PCGs: a promising concept in search of a consistent methodology

From the previous analysis, we identify two key questions which deserve a closer look. To start with, a point we already highlighted, namely that this strategy strongly depends on the number of samples and their depth. Since this question is technical in nature, we will attempt to address it below. The second question would be what can be gained from this methodology that could not be addressed analysing directly all traits present in the set of samples under analysis.

A possible answer for the second question comes from the low taxonomic resolution that can be achieved sequencing fragments of the 16S rRNA gene, which cannot reliably resolve ranks under the genus level [12], in particular when the V4 region is targeted [20]. Since ecological coherence of taxa above the species level have revealed biogeographic patterns [21], estimating PCGs may be considered a more robust method to identify ecologically meaningful OTUs, further simplifying a subsequent search in the space of traits.

In addition, to the best of our knowledge, it still remains largely unknown for natural microbial communities how the degree of phylogenetic conservation expected relates to the dominance of homogeneous or heterogeneous selection or neutral processes. Therefore, another potentially interesting justification for searching PCGs is if their structure (i.e. the number and similarity thresholds of the OTUs they host) is informative of the underlying ecological and evolutionary processes.

In the following, we attempt to produce a pipeline to incorporate to Aguirre de Cárcer’s proposal a more consistent methodology that is less sensible to the number of samples in the dataset. In addition, we propose a number of tests, preceding the determination of PCGs, that would help establish bridges between different assembly ecological processes and the phylogenetic signal. We illustrate the proposal in Fig. 2, in which we reproduce some of the scenarios discussed in Fig. 1.

Fig. 2
figure 2

Summary of the proposed methodology.
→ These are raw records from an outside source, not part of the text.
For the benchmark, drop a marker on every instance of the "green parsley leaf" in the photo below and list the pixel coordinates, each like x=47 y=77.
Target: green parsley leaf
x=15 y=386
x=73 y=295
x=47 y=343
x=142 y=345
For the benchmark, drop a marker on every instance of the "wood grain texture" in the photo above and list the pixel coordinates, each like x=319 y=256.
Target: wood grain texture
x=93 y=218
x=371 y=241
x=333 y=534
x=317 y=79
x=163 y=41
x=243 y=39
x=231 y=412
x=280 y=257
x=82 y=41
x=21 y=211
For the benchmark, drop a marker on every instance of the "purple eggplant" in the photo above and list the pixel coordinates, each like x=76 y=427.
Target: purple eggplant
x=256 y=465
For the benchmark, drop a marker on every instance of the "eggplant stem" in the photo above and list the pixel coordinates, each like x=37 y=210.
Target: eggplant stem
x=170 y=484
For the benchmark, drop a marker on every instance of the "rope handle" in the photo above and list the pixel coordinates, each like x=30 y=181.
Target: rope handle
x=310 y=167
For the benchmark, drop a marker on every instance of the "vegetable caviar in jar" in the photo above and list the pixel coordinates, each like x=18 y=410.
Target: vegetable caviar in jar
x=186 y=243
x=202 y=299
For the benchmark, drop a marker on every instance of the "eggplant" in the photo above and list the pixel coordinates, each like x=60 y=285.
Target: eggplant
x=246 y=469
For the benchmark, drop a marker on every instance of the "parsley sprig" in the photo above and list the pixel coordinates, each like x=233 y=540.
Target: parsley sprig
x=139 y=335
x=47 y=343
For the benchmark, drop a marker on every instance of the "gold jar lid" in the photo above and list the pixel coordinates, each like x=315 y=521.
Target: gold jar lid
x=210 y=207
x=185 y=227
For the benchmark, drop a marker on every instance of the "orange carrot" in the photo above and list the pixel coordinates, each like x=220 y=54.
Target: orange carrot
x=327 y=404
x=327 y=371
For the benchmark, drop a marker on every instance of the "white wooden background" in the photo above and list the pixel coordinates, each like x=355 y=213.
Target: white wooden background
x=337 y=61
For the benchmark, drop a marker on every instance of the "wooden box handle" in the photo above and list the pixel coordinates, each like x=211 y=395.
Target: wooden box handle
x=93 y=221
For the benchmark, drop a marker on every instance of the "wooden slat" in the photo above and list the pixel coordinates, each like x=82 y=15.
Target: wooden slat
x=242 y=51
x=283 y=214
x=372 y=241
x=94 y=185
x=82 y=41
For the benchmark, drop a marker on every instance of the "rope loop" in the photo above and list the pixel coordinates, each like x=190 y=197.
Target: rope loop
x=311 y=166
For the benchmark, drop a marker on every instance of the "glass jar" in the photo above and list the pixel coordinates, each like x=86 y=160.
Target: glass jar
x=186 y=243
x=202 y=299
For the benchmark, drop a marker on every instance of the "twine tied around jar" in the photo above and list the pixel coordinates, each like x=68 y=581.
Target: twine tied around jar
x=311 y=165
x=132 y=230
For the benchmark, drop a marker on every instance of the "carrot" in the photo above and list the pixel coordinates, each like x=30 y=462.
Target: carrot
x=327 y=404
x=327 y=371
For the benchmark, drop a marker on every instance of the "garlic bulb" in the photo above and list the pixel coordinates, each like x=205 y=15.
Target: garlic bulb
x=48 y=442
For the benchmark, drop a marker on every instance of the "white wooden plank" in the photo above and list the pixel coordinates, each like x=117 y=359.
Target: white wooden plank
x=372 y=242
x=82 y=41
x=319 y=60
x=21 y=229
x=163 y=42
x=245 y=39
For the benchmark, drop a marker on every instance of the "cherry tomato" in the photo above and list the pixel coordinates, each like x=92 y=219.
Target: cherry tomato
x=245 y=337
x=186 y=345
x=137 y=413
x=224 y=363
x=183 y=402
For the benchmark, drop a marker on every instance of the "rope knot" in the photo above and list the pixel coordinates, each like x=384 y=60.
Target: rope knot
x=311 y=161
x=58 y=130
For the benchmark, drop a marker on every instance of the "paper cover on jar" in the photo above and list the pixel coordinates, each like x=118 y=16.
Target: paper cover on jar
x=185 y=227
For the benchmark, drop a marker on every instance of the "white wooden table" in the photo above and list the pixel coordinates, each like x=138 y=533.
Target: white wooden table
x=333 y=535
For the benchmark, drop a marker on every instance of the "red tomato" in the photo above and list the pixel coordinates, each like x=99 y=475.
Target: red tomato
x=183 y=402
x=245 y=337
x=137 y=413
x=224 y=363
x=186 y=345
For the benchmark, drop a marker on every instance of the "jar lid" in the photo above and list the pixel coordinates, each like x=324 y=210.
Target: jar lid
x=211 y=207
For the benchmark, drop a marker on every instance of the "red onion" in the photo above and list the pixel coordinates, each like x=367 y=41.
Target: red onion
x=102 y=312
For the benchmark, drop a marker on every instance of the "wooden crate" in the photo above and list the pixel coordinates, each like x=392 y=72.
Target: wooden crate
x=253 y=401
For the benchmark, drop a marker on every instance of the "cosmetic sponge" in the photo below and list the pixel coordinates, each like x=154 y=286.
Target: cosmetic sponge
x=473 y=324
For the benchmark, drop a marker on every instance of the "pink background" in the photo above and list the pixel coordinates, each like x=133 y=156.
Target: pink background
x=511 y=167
Starting from a regional pool of species (top), the immigration rate (turnover high or low) and the environmental filtering determine the species that can be observed. The environment may be homogeneous (coloured rectangles), heterogeneous (triangles), or may be shaped by continuous transformations due to strong feedbacks with the microbial activity (cyclic arrows). Sampling these environments, classifying the samples into classes, and performing neutrality tests will lead to a classification of environments into different types of niches

Our proposal starts observing that the large number of different taxa in most natural samples makes unlikely to systematically find similar communities by chance. As a consequence, the determination of clusters of communities (hereafter “community classes”) sharing a significantly higher β−diversity similarity within classes than between classes is an appropriate starting point to infer the processes driving this similarity (see e.g [22, 23]). The β−diversity similarity should be computed using exact sequence variants (ESVs), i.e. sequences with single-nucleotide differences over the sequenced gene region [24], to avoid biases induced from a phylogenetic clustering [25]. The rationale is that the existence of classes can be indicative of environmental filters selecting for different communities’ compositions and also performing differentiated community-level functions [26].
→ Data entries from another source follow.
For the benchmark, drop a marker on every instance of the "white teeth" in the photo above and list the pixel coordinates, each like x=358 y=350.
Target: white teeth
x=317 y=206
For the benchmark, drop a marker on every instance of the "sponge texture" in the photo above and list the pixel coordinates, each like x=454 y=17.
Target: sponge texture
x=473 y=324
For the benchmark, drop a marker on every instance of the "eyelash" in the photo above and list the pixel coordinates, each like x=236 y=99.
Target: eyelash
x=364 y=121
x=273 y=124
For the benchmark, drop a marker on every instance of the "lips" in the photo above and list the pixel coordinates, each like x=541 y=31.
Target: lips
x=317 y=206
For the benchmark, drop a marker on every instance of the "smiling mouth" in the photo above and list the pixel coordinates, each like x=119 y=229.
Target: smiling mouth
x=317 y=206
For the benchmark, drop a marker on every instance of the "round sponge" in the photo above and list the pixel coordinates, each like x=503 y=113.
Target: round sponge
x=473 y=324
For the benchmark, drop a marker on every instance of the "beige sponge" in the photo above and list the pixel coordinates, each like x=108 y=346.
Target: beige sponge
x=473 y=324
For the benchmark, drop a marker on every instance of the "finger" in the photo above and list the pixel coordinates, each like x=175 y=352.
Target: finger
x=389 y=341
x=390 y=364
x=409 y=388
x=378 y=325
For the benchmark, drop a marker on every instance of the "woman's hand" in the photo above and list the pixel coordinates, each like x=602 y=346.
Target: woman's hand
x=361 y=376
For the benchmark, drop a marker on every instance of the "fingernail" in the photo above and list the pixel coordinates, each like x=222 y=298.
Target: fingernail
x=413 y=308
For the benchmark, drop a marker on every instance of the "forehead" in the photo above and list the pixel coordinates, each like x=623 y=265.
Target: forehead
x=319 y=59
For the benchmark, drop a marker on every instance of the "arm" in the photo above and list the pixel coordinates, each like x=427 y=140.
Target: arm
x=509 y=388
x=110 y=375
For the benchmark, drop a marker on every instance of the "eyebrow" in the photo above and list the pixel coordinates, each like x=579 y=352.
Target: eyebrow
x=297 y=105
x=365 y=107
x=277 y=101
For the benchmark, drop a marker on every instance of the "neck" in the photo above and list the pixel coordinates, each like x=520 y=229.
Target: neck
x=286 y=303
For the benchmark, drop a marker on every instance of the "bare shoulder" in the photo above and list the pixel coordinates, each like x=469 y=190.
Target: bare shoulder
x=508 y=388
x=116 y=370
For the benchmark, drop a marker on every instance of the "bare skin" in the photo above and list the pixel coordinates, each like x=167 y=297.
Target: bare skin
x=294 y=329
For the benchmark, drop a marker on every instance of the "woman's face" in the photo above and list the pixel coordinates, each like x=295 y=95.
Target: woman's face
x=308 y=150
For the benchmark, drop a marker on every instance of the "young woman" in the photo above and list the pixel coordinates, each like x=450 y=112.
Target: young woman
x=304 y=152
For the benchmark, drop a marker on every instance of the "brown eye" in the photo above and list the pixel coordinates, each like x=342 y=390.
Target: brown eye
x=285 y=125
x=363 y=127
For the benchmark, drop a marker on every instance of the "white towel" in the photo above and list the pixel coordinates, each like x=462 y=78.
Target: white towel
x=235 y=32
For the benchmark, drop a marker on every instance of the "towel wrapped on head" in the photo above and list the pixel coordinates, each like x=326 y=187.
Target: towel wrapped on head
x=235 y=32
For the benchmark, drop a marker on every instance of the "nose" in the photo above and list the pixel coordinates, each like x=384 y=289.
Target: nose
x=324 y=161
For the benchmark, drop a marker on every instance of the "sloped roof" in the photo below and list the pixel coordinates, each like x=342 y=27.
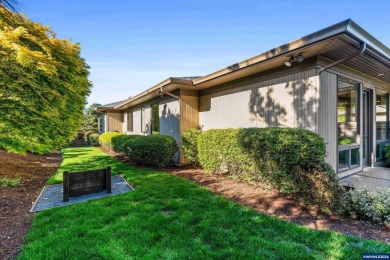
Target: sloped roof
x=333 y=42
Note that this strategy is valid only under the assumption that the study does not aim to disentangle the existence of sampled niches along a continuous environmental gradient, in which case, more complex β−diversity analyses should be considered to understand the effects of these gradients (reviewed in [27]). Another reason for determining classes is that the detection of phylogenetic signal depends on the fraction of the phylogenetic tree sampled [28], and, hence, an objective method is needed in order to determine the number of samples to be considered in the search of PCGs. Although the number of classes may increase (decrease) if a larger (smaller) number of samples are considered, there will always be a core of samples representative of each class. This fact will make the determination of PCGs within each class a more robust choice than directly using the whole set of samples.
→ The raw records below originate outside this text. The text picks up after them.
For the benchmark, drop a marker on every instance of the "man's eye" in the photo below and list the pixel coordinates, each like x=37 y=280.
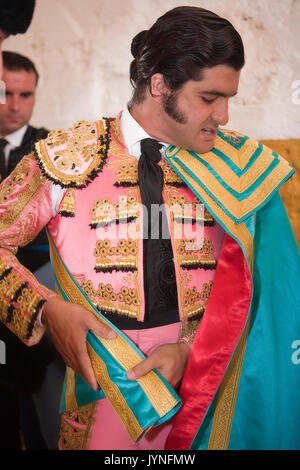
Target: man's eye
x=206 y=100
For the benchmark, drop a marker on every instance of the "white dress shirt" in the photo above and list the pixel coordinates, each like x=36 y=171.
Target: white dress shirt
x=14 y=140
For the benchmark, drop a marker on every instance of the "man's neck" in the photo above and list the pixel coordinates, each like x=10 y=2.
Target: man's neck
x=148 y=116
x=15 y=137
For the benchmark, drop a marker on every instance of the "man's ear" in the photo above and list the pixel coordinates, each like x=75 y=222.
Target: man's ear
x=158 y=87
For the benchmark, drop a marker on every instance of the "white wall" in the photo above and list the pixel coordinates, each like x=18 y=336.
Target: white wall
x=82 y=51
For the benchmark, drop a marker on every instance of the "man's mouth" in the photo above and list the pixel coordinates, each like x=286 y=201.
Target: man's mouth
x=209 y=132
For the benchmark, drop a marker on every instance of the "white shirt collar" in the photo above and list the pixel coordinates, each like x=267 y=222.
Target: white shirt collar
x=133 y=133
x=15 y=138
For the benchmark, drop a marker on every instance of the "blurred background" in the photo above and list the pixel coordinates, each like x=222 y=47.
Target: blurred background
x=82 y=52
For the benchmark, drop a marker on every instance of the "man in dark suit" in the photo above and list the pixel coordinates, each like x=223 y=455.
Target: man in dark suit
x=25 y=369
x=17 y=135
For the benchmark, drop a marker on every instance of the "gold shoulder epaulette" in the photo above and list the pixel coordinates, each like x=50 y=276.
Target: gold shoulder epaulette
x=73 y=158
The next step considers the realization of a neutrality test, which is affordable for large sets of samples with nowadays methods; see e.g. [13]. If classes exists, one metacommunity (in which speciation occurs) should be reconstructed for every class to investigate if species within each class are functionally equivalent (since species belonging to different classes are not—following the previous reasoning). If classes cannot be determined, the test should be instead applied to the whole set of samples.

Taking together the results from the test of neutrality and from the search of classes, it is possible to interpret them as follows. If classes cannot be determined and the test of neutrality is positive, there is a single environmental filter (large blue rectangle in Fig. 2, scenario 1) with possibly a high species turnover (large arrow in Fig. 2). If classes can be determined and the test is positive (Figs. 1 and 2, scenario 4), we are likely sampling several homogeneous niches (large red and green rectangles). The traits found will depend on the selective intensity of the environment. For example, if we assume that the areas sampled in scenarios 1 and 4 are similar, it is likely that niches in scenario 4 are spatially narrower (and hence, that there will be stronger competition), being the specific traits needed to occupy these niches positioned closer to the leaves of the phylogenetic tree than in scenario 1 (rectangle vs. diamond and triangle traits in Fig. 1). We may call niches described by scenarios 1 and 4 “neutral phylo-niches”, if the phylogenetic signal goes hand in hand with phylogenetic relatedness, or “neutral nonphylo-niches”, if phylogenetic overdispersion is found.

If the neutral test fails, independently of the existence of classes, we could investigate if departure from neutrality comes from subsets of species (scenario 6) or from the community as a whole (“other scenarios” in Fig. 2). If only subsets of species depart from neutrality, the environment is not uniform in the selective pressure it exerts (environmental gradient illustrated as a triangle), meaning that species having a more specialized adaptation have a selective advantage, and these species appear to be more abundant than expected under a neutral scenario. In addition, if turnover is high (as it is the case in the example of gut’s microbiome discussed above), the remainder species’ distributions could be described with a neutral model. These environments may also be compatible with both phylo-niches and nonphylo-niches, and then, the dichotomy should be elucidated with a more detailed phylogenetic analysis. We call this scenario a mixed (neutral and selective) (non)phylo-niche.

An additional test that can help to disentangle the dichotomy between neutral processes and selection comes from the computation of the Nearest Taxon Index [29]. The index computes the Z-score of the mean phylogenetic distance of the taxa present in the community with respect to its random expectation. A significantly positive value is expected for an heterogeneous selective environment and significantly negative for an homogeneous selective environment. For example, in environments where resources are refreshed after long time intervals, we expect to find a transition from homogeneous (fresh resources) to heterogeneous (degraded resources), see e.g. [16]. An open question would be if, e.g. a homogeneous selective environment leads to phylo-niches, whereas non-phyloniches would be expected for a heterogeneous selective environment.

Finally, if neutrality is rejected, we are dealing with scenarios in which strong environmental selection, ecological interactions, or both, are dominant (“other scenarios” in Fig. 2). If environmental selection is the primary selective force (steep triangle in Fig. 2), the acquisition of specialized traits required to survive under certain environmental conditions should be reflected in a remarkable phylogenetic signal. We call this scenario a selective phylo-niche. If ecological interactions are prevalent, in particular syntrophy, the microbial community may effectively shape its own niche (circle of arrows in Fig. 2). Under this scenario, phylogenetic relatedness may be deep, since species phylogenetically distinct may play complementary roles (see e.g. [30, 31]). Strikingly, although the lack of functional equivalence suggests that neutrality should be rejected, theoretical results found that the distribution of abundances of these communities could be compatible with a neutral model [32].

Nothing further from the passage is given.